The need for a power analysis in a clinical trial for example is to be able to calculate/estimate how many participants to recruit to have a chance of finding a treatment effect (of a given minimum size) if it exists. It isn't feasible to recruit an endless number of patients, first because of time constraints and second because of cost constraints.
So, imagine we are taking a Bayesian approach to said clinical trial. Although flat priors are in theory possible, sensitivity to the prior is advisable anyway since, unfortunately, more than one flat prior is available (which is odd I'm now thinking, as really there should only be one way of expressing utter uncertainty).
So, imagine that, further, we do a sensitivity analysis (the model and not just the prior would also be under scrutiny here). This involves simulating from a plausible model for 'the truth'. In classical/Frequentist statistics, there are four candidates for 'the truth' here: H0, mu=0; H1, mu!=0 where either are observed with error (as in our real world), or without error (as in the unobservable real world). In Bayesian statistics, there are two candidates for 'the truth' here: mu is a random variable (as in the unobservable real world); mu is a random variable (as in our observable real world, from an uncertain individual's point of view).
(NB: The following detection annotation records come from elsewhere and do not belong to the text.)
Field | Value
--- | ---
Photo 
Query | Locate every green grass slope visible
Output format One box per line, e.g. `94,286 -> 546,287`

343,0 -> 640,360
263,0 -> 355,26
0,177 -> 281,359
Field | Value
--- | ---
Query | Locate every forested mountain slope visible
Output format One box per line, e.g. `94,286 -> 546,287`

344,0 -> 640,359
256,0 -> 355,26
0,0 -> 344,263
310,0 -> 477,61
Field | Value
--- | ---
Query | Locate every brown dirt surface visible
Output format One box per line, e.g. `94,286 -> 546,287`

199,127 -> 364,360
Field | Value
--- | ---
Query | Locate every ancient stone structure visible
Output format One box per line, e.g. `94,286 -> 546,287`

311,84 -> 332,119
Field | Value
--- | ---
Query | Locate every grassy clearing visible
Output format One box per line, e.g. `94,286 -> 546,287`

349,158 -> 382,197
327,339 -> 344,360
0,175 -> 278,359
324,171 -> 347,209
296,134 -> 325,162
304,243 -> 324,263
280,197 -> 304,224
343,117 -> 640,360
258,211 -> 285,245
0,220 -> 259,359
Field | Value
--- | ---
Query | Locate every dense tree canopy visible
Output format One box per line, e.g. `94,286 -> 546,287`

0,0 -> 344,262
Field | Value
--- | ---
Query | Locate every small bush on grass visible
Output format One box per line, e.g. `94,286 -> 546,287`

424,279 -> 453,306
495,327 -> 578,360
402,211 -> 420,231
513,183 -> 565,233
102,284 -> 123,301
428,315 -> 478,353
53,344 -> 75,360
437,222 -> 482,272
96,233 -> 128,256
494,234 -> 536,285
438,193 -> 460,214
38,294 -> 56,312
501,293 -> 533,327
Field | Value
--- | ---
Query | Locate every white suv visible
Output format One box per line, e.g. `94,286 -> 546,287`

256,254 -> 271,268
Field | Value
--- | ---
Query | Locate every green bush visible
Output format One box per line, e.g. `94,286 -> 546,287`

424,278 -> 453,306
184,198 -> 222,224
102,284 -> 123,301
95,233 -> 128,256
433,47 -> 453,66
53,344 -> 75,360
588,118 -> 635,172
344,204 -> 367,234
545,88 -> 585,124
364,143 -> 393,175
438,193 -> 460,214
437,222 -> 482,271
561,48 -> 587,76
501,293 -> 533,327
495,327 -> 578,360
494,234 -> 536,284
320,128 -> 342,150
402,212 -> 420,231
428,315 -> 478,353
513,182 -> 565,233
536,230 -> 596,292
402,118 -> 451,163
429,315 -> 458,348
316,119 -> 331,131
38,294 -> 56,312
So really it depends who you're trying to convince A) by the trial and B) by the sensitivity analysis. If it's not the same person, that would be quite strange.
What is actually in question is a consensus on what truth is and on what substantiates tangible evidence. The shared ground is that signature probability distributions are observable in our real observable world that do in some way evidently have some underlying mathematical truth that just happens to be so by chance, or is by design. I will stop there as this isn't an Arts page, but rather a Science page, or that's my understanding.